[edit]
A Fast Optimization View: Reformulating Single Layer Attention in LLM Based on Tensor and SVM Trick, and Solving It in Matrix Multiplication Time
Proceedings of the Forty-first Conference on Uncertainty in Artificial Intelligence, PMLR 286:1381-1452, 2025.
Abstract
Large language models (LLMs) have played a pivotal role in revolutionizing various facets of our daily existence. Solving attention regression is a fundamental task in optimizing LLMs. In this work, we focus on providing a provable guarantee for the one-layer attention network objective function: given input matrices of a layer, $A_1, A_2, A_3 \in \mathbb{R}^{n \times d}$, our goal is to minimize the loss function: \begin{align*} L(X,Y) = \sum_{j_0=1}^n \sum_{i_0=1}^d ( ⟨⟨\exp( \mathsf{A}_{j_0} x ) , {\bf 1}_n ⟩^{-1} \cdot \exp( \mathsf{A}_{j_0} x ), A_{3} Y_{\*,i_0} ⟩- b_{j_0,i_0} )^2, \end{align*} where $\mathsf{A}_{j_0} \in \mathbb{R}^{n \times d^2}$ is the $j_0$-th block of the Kronecker product of $A_1$ and $A_2$. The matrix $B \in \mathbb{R}^{n \times d}$ represents the output of a layer, and $b_{j_0,i_0} \in \mathbb{R}$ is the $(j_0, i_0)$-th entry of $B$. $Y_{*,i_0} \in \mathbb{R}^d$ is the $i_0$-th column vector of $Y$, and $x \in \mathbb{R}^{d^2}$ is the vectorization of $X$. In self-attention, $Q, K, V \in \mathbb{R}^{d \times d}$ represent the weight matrices for the query, key, and value, respectively.

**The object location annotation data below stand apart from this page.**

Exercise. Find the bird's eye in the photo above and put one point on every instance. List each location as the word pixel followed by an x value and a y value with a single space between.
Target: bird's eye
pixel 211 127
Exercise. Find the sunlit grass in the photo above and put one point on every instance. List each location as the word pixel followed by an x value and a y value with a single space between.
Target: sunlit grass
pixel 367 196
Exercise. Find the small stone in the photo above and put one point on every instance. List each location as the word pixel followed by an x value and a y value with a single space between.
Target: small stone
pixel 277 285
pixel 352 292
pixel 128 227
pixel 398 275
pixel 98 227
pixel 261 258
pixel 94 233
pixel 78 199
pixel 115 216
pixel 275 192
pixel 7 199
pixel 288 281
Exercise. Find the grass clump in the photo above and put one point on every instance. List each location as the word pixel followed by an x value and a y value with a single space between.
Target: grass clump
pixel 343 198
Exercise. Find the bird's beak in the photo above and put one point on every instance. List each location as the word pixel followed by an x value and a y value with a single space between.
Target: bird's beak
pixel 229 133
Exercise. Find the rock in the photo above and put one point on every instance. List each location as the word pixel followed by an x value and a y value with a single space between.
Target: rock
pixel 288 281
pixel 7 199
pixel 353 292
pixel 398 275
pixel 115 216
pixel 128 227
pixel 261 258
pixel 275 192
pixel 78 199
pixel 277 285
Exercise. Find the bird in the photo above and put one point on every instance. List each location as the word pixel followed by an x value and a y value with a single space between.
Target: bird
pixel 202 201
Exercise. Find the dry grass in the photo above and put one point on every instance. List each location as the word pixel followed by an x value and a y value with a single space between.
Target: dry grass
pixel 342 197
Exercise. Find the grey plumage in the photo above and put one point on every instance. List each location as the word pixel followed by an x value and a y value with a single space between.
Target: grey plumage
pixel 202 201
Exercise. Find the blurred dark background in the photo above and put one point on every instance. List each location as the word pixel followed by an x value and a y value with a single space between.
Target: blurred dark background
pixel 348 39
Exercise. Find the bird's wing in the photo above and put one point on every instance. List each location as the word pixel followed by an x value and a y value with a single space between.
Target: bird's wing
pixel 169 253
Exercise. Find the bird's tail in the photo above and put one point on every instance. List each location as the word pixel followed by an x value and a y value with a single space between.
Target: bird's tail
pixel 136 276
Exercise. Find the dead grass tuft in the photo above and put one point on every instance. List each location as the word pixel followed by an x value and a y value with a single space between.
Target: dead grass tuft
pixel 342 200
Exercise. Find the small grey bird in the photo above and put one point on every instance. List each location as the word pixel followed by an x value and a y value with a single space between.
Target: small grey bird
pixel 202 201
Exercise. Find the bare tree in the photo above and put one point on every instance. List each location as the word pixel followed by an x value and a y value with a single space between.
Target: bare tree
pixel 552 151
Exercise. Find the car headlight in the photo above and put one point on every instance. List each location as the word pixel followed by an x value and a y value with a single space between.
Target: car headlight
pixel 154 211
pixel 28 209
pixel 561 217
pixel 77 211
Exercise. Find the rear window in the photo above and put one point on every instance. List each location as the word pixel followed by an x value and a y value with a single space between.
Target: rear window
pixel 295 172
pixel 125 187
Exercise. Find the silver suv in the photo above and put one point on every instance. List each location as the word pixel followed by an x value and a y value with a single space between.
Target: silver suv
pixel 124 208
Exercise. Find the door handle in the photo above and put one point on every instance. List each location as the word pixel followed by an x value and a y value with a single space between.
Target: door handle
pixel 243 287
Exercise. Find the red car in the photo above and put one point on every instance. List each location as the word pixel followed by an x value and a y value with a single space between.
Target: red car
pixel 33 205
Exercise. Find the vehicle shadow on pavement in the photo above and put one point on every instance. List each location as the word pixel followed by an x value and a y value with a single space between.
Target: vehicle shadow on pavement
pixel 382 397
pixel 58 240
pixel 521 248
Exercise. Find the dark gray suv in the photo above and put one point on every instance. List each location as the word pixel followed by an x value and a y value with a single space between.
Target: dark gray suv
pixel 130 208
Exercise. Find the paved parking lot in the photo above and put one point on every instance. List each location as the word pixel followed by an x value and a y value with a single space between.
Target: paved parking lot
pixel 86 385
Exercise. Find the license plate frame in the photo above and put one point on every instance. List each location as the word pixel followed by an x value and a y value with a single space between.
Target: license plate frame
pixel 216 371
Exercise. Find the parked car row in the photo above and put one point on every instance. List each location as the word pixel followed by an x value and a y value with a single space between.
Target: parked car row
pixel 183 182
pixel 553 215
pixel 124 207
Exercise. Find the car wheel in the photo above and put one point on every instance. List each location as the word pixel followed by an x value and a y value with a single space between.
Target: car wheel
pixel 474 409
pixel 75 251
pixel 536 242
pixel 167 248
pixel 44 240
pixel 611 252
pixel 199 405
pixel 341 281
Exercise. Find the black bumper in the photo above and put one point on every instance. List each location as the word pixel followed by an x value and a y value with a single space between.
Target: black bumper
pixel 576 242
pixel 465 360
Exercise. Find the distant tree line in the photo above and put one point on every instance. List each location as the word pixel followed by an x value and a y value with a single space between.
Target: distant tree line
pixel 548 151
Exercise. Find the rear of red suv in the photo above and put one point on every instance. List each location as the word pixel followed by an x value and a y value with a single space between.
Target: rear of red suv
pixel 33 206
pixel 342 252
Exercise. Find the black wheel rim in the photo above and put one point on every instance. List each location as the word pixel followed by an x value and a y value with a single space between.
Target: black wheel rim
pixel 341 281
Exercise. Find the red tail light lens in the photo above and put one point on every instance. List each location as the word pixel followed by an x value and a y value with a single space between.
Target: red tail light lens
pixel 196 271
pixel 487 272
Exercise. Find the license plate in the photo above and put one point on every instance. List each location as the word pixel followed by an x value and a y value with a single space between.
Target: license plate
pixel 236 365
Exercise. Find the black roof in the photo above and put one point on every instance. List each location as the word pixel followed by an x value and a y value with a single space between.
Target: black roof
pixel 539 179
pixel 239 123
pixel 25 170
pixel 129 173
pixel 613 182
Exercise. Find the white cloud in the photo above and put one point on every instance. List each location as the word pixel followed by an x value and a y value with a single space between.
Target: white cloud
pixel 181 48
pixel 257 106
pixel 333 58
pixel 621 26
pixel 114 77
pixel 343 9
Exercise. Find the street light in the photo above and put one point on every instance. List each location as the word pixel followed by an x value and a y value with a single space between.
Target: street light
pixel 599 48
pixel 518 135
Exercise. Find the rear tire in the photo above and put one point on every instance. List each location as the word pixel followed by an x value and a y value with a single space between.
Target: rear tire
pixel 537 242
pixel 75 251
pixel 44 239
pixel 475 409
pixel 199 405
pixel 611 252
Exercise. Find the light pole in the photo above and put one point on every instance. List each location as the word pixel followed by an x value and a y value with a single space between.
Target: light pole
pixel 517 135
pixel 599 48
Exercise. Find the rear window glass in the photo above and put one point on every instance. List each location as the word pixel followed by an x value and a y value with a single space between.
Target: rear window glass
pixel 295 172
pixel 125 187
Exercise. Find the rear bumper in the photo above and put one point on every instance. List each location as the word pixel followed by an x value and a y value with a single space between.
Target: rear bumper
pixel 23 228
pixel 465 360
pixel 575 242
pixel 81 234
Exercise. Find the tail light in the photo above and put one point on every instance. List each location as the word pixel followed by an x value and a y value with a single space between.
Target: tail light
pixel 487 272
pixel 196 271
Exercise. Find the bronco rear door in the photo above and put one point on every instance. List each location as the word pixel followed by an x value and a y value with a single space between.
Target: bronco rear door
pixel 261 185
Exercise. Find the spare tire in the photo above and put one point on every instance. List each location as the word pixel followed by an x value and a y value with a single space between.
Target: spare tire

Unlike prior works that relied on simplified and single-variable versions of the attention computation problem, our multivariate loss function analyzes a complete and unsimplified attention layer, treating all these weights as variables, where $X = QK^\top \in \mathbb{R}^{d \times d}$ and $Y = V \in \mathbb{R}^{d \times d}$. We propose an iterative greedy algorithm to train a neural network using the loss function $L(X,Y)$, achieving an error bound of $\epsilon \in (0, 0.1)$. The algorithm runs in $O( ({\cal T}_{\mathrm{mat}}(n,n,d) + {\cal T}_{\mathrm{mat}}(n,d,d) + d^{2\omega}) \log(1/\epsilon) )$ time, where ${\cal T}_{\mathrm{mat}}(a,b,c)$ denotes the time complexity of multiplying an $a \times b$ matrix with a $b \times c$ matrix, and $\omega \approx 2.37$ is the exponent of matrix multiplication.